Quatro motivos pelos quais ler a obra de
Svetlana Aleksiévitch
1. Quem é
Svetlana Aleksiévitch?
É uma boa combinação
entre jornalismo e literatura. Uma escritora da Bielo-Rússia crítica de seu
país e com o que o foi a antiga União Soviética e de situações importantes de
seu país e de outros como Afeganistão.
2. Por que
lhe deram o Nobel?
É um reconhecimento
ao trabalho documental. Onde acaba o labor do jornalismo e começa o literário.
3. Por que
lê-la?
Se alguém se
interessa pela União Soviética deve lê-la. Esse é o tema central de sua obra,
seu material, sem a intervenção comum dos críticos. Em seus livros destacam-se
os testemunhos das mulheres soviéticas que sobreviveram à Segunda Guerra
Mundial, à catástrofe de Tchernóbil, em 1986, a ruína da antiga União Soviética
e a ferida moral dessa sociedade através dos diferentes feitos históricos.

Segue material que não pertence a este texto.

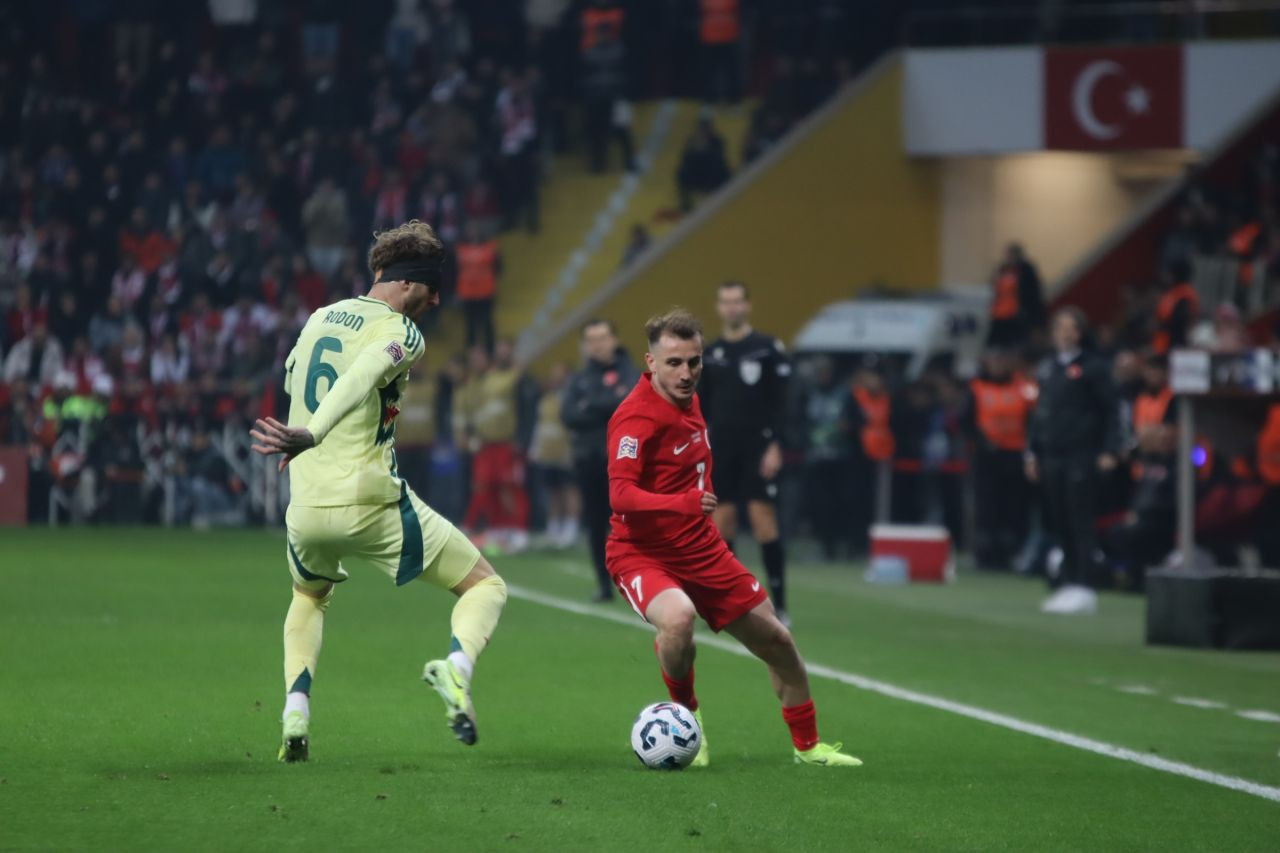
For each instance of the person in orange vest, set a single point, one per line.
(997, 413)
(1146, 533)
(1151, 407)
(867, 418)
(1016, 301)
(1267, 464)
(1176, 309)
(720, 30)
(479, 267)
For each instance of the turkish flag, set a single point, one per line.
(1111, 99)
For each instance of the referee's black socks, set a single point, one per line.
(775, 569)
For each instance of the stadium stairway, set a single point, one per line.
(586, 222)
(836, 206)
(1130, 252)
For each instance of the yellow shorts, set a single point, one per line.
(406, 539)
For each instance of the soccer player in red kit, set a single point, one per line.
(664, 552)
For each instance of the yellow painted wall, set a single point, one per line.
(842, 209)
(1059, 204)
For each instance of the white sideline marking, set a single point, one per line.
(1261, 716)
(883, 688)
(1196, 702)
(1137, 689)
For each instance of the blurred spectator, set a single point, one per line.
(1176, 310)
(209, 486)
(551, 461)
(406, 32)
(1269, 471)
(868, 410)
(703, 168)
(603, 81)
(590, 397)
(636, 245)
(169, 366)
(487, 410)
(720, 31)
(1074, 436)
(324, 215)
(517, 151)
(828, 448)
(36, 359)
(479, 267)
(1016, 301)
(1225, 333)
(119, 459)
(1146, 532)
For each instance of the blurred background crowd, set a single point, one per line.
(179, 191)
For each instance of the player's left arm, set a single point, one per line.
(778, 384)
(379, 363)
(288, 370)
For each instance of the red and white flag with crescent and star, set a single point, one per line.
(1114, 97)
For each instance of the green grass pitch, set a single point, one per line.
(141, 689)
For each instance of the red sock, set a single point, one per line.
(679, 689)
(803, 721)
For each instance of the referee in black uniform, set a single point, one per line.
(744, 397)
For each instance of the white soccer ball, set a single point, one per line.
(666, 737)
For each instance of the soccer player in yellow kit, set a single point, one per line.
(348, 505)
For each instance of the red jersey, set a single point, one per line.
(659, 465)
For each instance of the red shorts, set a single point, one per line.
(722, 591)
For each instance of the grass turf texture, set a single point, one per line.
(141, 696)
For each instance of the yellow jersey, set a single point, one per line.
(344, 377)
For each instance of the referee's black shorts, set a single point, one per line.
(736, 468)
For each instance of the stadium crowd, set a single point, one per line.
(178, 191)
(178, 194)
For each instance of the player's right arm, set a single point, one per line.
(630, 438)
(389, 354)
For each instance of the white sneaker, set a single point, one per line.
(1072, 600)
(517, 541)
(1054, 603)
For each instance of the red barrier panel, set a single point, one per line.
(13, 486)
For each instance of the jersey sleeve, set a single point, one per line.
(288, 370)
(630, 438)
(391, 349)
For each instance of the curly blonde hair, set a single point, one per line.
(677, 322)
(411, 241)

Sobre a problemática do Afeganistão: vozes recolhidas de maneira especial que
chegará ao coração dos leitores.
4. Que livro
recomenda?
A guerra não tem rosto de mulher, sobre
os testemunhos das mulheres soviéticas que sobreviveram a Segunda Guerra, Vozes de Tchernóbil e O tempo de segunda mão. O fim do homem soviético, sobre o drama
socialista.
* Os quatro motivos foram listados por Richard San Vincente para o jornal El País. Os títulos da obra de Svetlana foram traduzidos do espanhol.